Suasana hangat keluarga dan kehidupan pesisir Sanur menjadi ruang awal yang membentuk perjalanan Gusti Anom Mayun Perean. Nilai disiplin, ketepatan waktu, dan kebiasaan menjaga kebersihan telah ia rasakan sejak kecil karena latar belakang orang tua yang bekerja di dunia perhotelan. Pola didik tersebut tidak hadir dalam bentuk tuntutan keras, melainkan melalui kebiasaan sehari hari yang perlahan menanamkan rasa tanggung jawab dalam dirinya. Kedekatan dengan keluarga, terutama sosok ajik yang begitu berpengaruh, menjadikan masa kecilnya penuh kenangan menyenangkan sekaligus sarat nilai kehidupan yang kemudian menjadi bekal penting dalam perjalanan masa depannya.
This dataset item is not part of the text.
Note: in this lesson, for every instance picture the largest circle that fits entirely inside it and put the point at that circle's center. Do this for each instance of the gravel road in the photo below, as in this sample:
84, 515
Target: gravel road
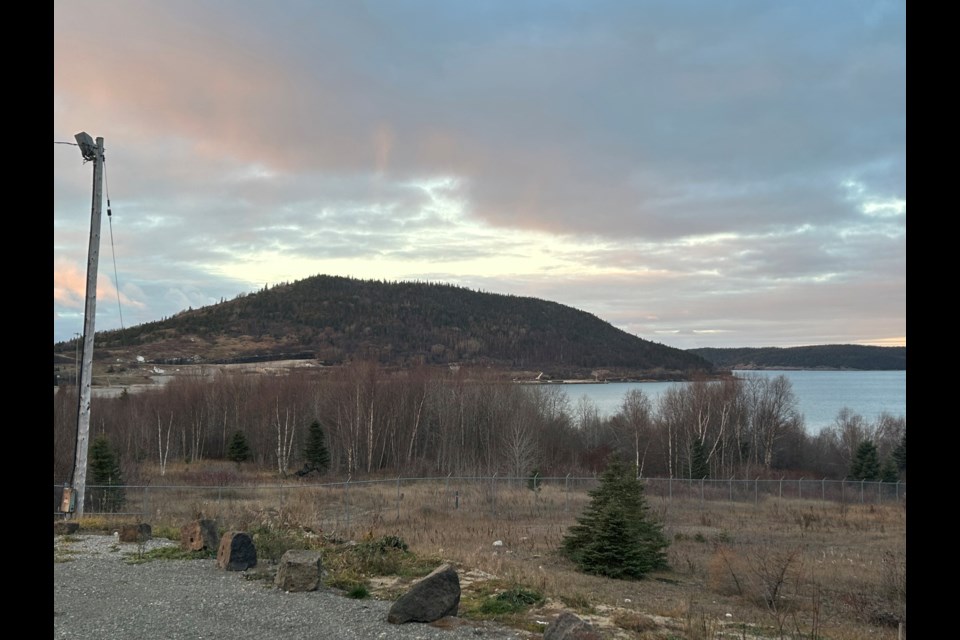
97, 595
Anom lahir di Sanur Intaran pada tahun 1986 sebagai anak bungsu dari tiga bersaudara. Ia tumbuh dalam lingkungan sederhana yang dekat dengan ritme kerja dan kedisiplinan. Sejak SMP, ia mulai belajar mandiri dengan bekal bulanan yang diberikan oleh orang tuanya. Ia bersekolah menggunakan sepeda dan menikmati masa muda dengan aktivitas di pantai seperti bermain, berselancar, dan menaiki kano. Kedekatan dengan alam serta kebiasaan hidup sederhana membentuk karakter yang tangguh, santai, dan mampu beradaptasi dengan berbagai situasi.
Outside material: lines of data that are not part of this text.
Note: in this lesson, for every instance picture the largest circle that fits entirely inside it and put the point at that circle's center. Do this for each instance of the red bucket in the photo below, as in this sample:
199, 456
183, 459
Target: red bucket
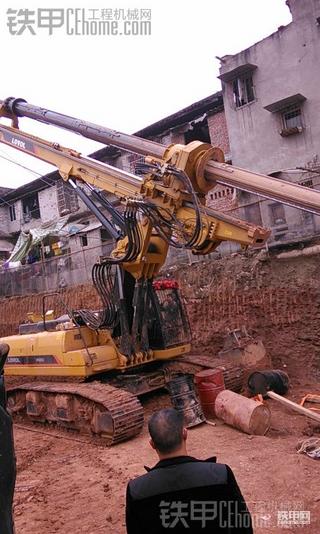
209, 384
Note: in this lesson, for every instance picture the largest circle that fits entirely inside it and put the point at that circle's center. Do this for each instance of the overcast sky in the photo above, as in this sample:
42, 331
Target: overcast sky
123, 82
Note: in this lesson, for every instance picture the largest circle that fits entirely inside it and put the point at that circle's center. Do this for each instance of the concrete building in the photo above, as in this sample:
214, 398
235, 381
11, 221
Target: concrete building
272, 106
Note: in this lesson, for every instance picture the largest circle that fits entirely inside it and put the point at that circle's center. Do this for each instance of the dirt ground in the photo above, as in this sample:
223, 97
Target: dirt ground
66, 486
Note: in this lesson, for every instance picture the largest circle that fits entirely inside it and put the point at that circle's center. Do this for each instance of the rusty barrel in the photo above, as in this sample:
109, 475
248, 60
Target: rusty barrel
240, 412
185, 400
209, 383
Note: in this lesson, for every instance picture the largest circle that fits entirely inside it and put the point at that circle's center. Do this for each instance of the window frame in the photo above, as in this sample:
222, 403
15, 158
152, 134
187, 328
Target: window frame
243, 79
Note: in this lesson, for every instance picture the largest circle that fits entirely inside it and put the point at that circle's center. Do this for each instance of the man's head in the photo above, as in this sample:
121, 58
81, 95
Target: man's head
167, 432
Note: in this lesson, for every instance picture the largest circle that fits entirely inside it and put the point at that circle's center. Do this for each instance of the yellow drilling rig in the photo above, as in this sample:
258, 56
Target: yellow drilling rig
142, 323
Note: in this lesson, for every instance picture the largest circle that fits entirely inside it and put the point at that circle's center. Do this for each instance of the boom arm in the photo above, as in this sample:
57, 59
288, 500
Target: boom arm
165, 196
215, 170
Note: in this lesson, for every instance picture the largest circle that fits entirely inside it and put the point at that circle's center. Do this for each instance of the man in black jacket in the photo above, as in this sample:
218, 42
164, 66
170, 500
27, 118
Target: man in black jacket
181, 493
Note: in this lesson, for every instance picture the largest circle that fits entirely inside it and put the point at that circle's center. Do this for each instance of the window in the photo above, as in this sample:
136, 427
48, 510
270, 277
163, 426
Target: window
292, 118
67, 198
243, 92
12, 212
84, 240
30, 207
277, 214
198, 131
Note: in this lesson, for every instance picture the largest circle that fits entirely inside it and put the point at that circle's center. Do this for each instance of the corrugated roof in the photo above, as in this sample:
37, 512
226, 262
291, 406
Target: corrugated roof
210, 103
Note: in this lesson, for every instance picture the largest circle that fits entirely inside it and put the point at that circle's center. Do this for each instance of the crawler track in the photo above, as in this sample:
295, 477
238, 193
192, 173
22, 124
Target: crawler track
99, 409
Memasuki masa SMA di Panjer, arah hidupnya mulai mengarah pada dunia pariwisata. Lingkungan pergaulan dengan teman teman dari kawasan Kuta, Jimbaran, dan Nusa Dua yang memiliki semangat tinggi di bidang hospitality memberikan motivasi kuat untuk mengikuti jalur yang sama. Dorongan tersebut semakin diperkuat oleh latar belakang keluarga yang telah lebih dulu berkecimpung di industri hotel. Setelah lulus SMA, Anom melanjutkan pendidikan di GSP Diah Wisata dengan mengambil jurusan perhotelan sebagai langkah awal untuk menekuni bidang yang telah dikenalnya sejak kecil.
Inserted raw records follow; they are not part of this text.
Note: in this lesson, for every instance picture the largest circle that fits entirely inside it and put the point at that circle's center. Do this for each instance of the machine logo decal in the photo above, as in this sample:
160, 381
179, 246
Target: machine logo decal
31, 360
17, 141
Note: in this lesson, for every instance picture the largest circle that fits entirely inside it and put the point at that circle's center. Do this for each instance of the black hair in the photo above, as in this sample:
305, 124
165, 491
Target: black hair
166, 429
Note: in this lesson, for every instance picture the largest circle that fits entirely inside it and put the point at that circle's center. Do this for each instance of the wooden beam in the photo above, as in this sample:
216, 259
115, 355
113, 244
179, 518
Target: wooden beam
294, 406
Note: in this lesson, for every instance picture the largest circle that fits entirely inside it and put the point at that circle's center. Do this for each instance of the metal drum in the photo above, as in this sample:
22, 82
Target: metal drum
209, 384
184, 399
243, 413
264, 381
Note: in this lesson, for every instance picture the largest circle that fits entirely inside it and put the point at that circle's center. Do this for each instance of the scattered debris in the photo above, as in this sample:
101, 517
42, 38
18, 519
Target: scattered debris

Kesempatan training di Singapura selama kurang lebih enam bulan sebagai waiter dan bagian kitchen menjadi pengalaman berharga yang memperluas wawasannya. Ia belajar mengenai standar pelayanan internasional, kedisiplinan kerja, serta pentingnya menjaga kualitas dalam setiap detail pekerjaan. Setelah menyelesaikan training, ia kembali ke Bali dan mulai mencari pekerjaan sambil menunggu keberangkatan ke kapal pesiar pada tahun 2006. Di kapal pesiar, ia memulai karier sebagai room service dan kemudian berkembang menjadi waiter hingga tahun 2012. Pengalaman bekerja di lingkungan internasional tersebut membentuk mental kerja yang kuat, sabar, dan profesional.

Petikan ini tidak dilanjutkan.